Think of it like how you increment a number, e.g. a base 3 number would go:

000
001
002
010
011
...
222

Now think of each digit being the index into each of the nested lists. You will have as many digits as you have nested lists, i.e. the size of the outer list.

The "base" of each digit may differ, and is the size of the corresponding nested list. A "digit" can be a very large number if a nested list is large.

So, you start by creating a list of "digit", or index values, initializing them to 0. You then print the values of the elements at those indices. You then increment the last index value, rolling over as needed, like you would a normal number, stopping when the first index value rolls over.

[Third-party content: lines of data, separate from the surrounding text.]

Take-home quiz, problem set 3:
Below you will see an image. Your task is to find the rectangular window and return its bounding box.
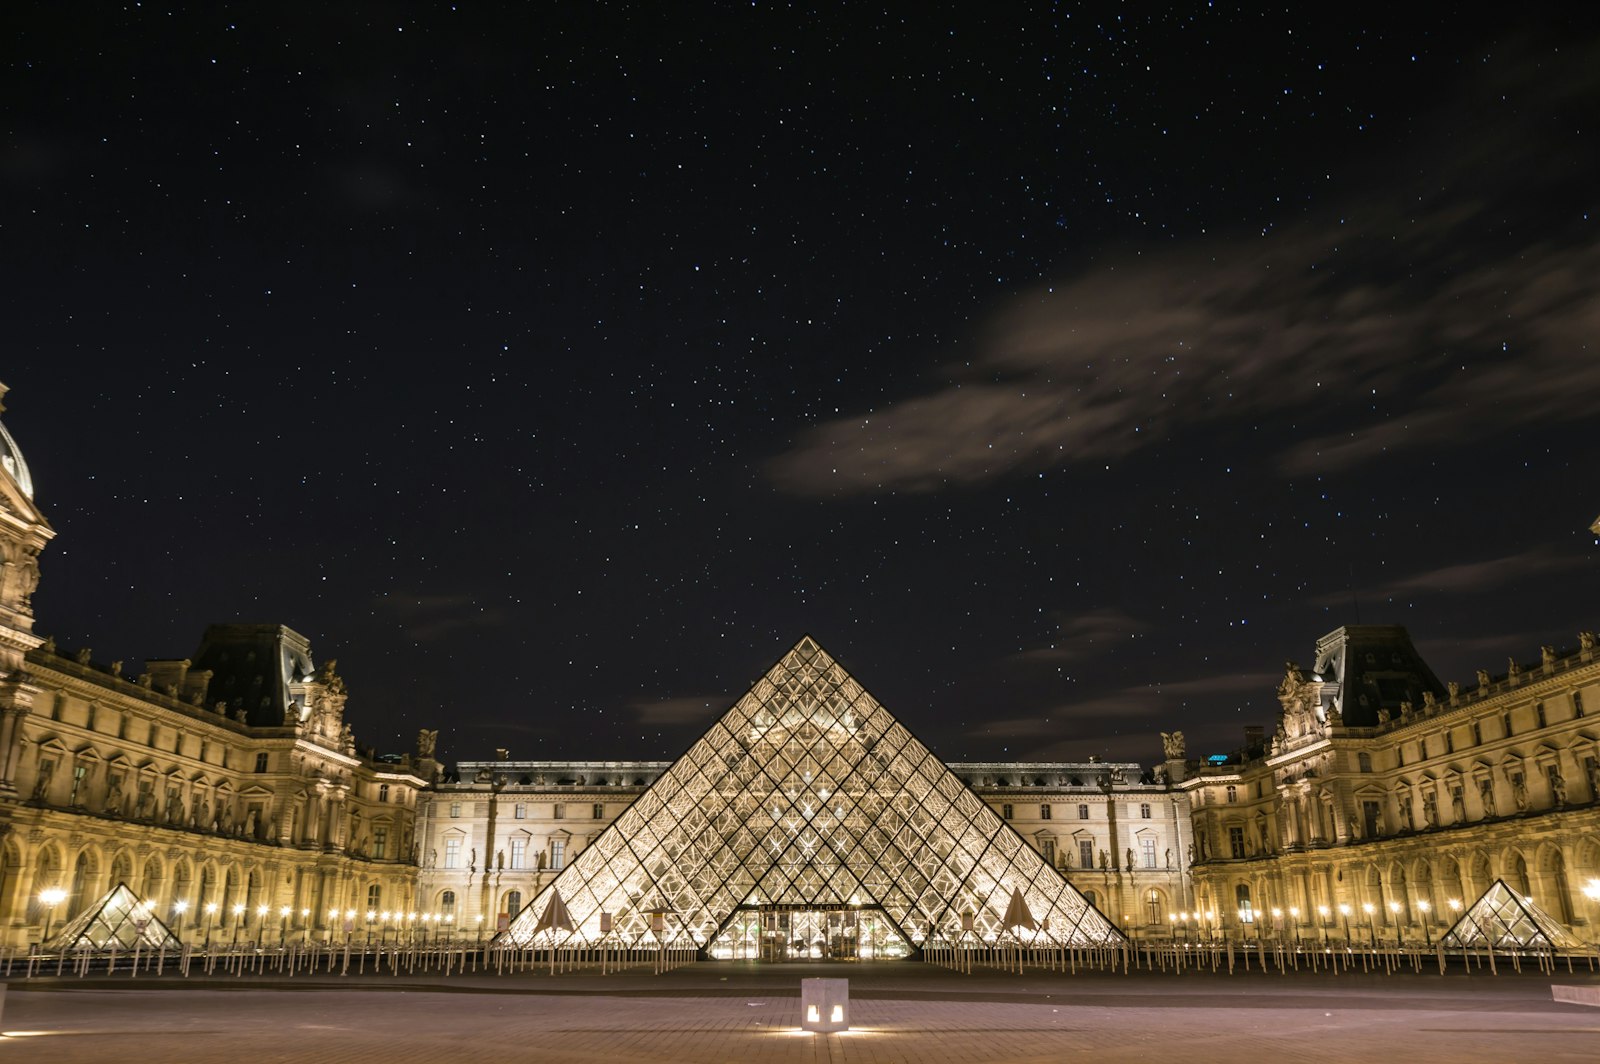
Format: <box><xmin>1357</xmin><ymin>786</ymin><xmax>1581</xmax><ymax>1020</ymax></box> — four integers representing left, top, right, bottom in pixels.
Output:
<box><xmin>1362</xmin><ymin>800</ymin><xmax>1381</xmax><ymax>837</ymax></box>
<box><xmin>1001</xmin><ymin>804</ymin><xmax>1013</xmax><ymax>820</ymax></box>
<box><xmin>69</xmin><ymin>764</ymin><xmax>86</xmax><ymax>806</ymax></box>
<box><xmin>1078</xmin><ymin>804</ymin><xmax>1089</xmax><ymax>820</ymax></box>
<box><xmin>1472</xmin><ymin>722</ymin><xmax>1482</xmax><ymax>745</ymax></box>
<box><xmin>1040</xmin><ymin>839</ymin><xmax>1056</xmax><ymax>866</ymax></box>
<box><xmin>553</xmin><ymin>803</ymin><xmax>565</xmax><ymax>820</ymax></box>
<box><xmin>1140</xmin><ymin>803</ymin><xmax>1152</xmax><ymax>819</ymax></box>
<box><xmin>549</xmin><ymin>839</ymin><xmax>565</xmax><ymax>870</ymax></box>
<box><xmin>444</xmin><ymin>838</ymin><xmax>461</xmax><ymax>869</ymax></box>
<box><xmin>254</xmin><ymin>752</ymin><xmax>269</xmax><ymax>773</ymax></box>
<box><xmin>1503</xmin><ymin>714</ymin><xmax>1513</xmax><ymax>738</ymax></box>
<box><xmin>1078</xmin><ymin>840</ymin><xmax>1095</xmax><ymax>869</ymax></box>
<box><xmin>449</xmin><ymin>802</ymin><xmax>461</xmax><ymax>818</ymax></box>
<box><xmin>373</xmin><ymin>827</ymin><xmax>387</xmax><ymax>860</ymax></box>
<box><xmin>1225</xmin><ymin>786</ymin><xmax>1237</xmax><ymax>803</ymax></box>
<box><xmin>592</xmin><ymin>803</ymin><xmax>604</xmax><ymax>819</ymax></box>
<box><xmin>1141</xmin><ymin>838</ymin><xmax>1157</xmax><ymax>868</ymax></box>
<box><xmin>1535</xmin><ymin>702</ymin><xmax>1546</xmax><ymax>728</ymax></box>
<box><xmin>1228</xmin><ymin>826</ymin><xmax>1246</xmax><ymax>859</ymax></box>
<box><xmin>1040</xmin><ymin>804</ymin><xmax>1051</xmax><ymax>820</ymax></box>
<box><xmin>1445</xmin><ymin>731</ymin><xmax>1454</xmax><ymax>754</ymax></box>
<box><xmin>514</xmin><ymin>803</ymin><xmax>526</xmax><ymax>819</ymax></box>
<box><xmin>1575</xmin><ymin>691</ymin><xmax>1586</xmax><ymax>718</ymax></box>
<box><xmin>510</xmin><ymin>838</ymin><xmax>527</xmax><ymax>869</ymax></box>
<box><xmin>378</xmin><ymin>784</ymin><xmax>389</xmax><ymax>803</ymax></box>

Here is a Java implementation using arrays of arrays, i.e. String[][]. You can easily change to List<List<String>> or List<String[]> if needed.

@SafeVarargs
public static void printCombos(String[] ... lists) {
    if (lists.length == 0)
        throw new IllegalArgumentException("No lists given");
    for (String[] list : lists)
        if (list.length == 0)
            throw new IllegalArgumentException("List is empty");

    int[] idx = new int[lists.length];
    for (;;) {
        // Print combo
        for (int i = 0; i < lists.length; i++) {
            if (i != 0)
                System.out.print(' ');
            System.out.print(lists[i][idx[i]]);
        }
        System.out.println();

        // Advance to next combination
        for (int i = lists.length - 1; ++idx[i] == lists[i].length; ) {
            idx[i] = 0;
            if (--i < 0)
                return; // We're done
        }
    }
}

public static void main(String[] args) {
    String[][] data = { { "x", "z" }, { "a", "b", "c" }, { "o", "p" } };
    printCombos(data);
}

OUTPUT

x a o
x a p
x b o
x b p
x c o
x c p
z a o
z a p
z b o
z b p
z c o
z c p

If you use lists instead of arrays, then the code will use get(int), which may not always be good for performance, e.g. for LinkedList.

If that is the case, replace int[] idx with an Iterator[], initializing each array entry with an iterator for the corresponding list. Resetting a "digit" to 0 would then be done by retrieving a new Iterator from the list in question.

In this case, they don't even have to be lists, but can be any kind of collection, or more specifically Iterable objects.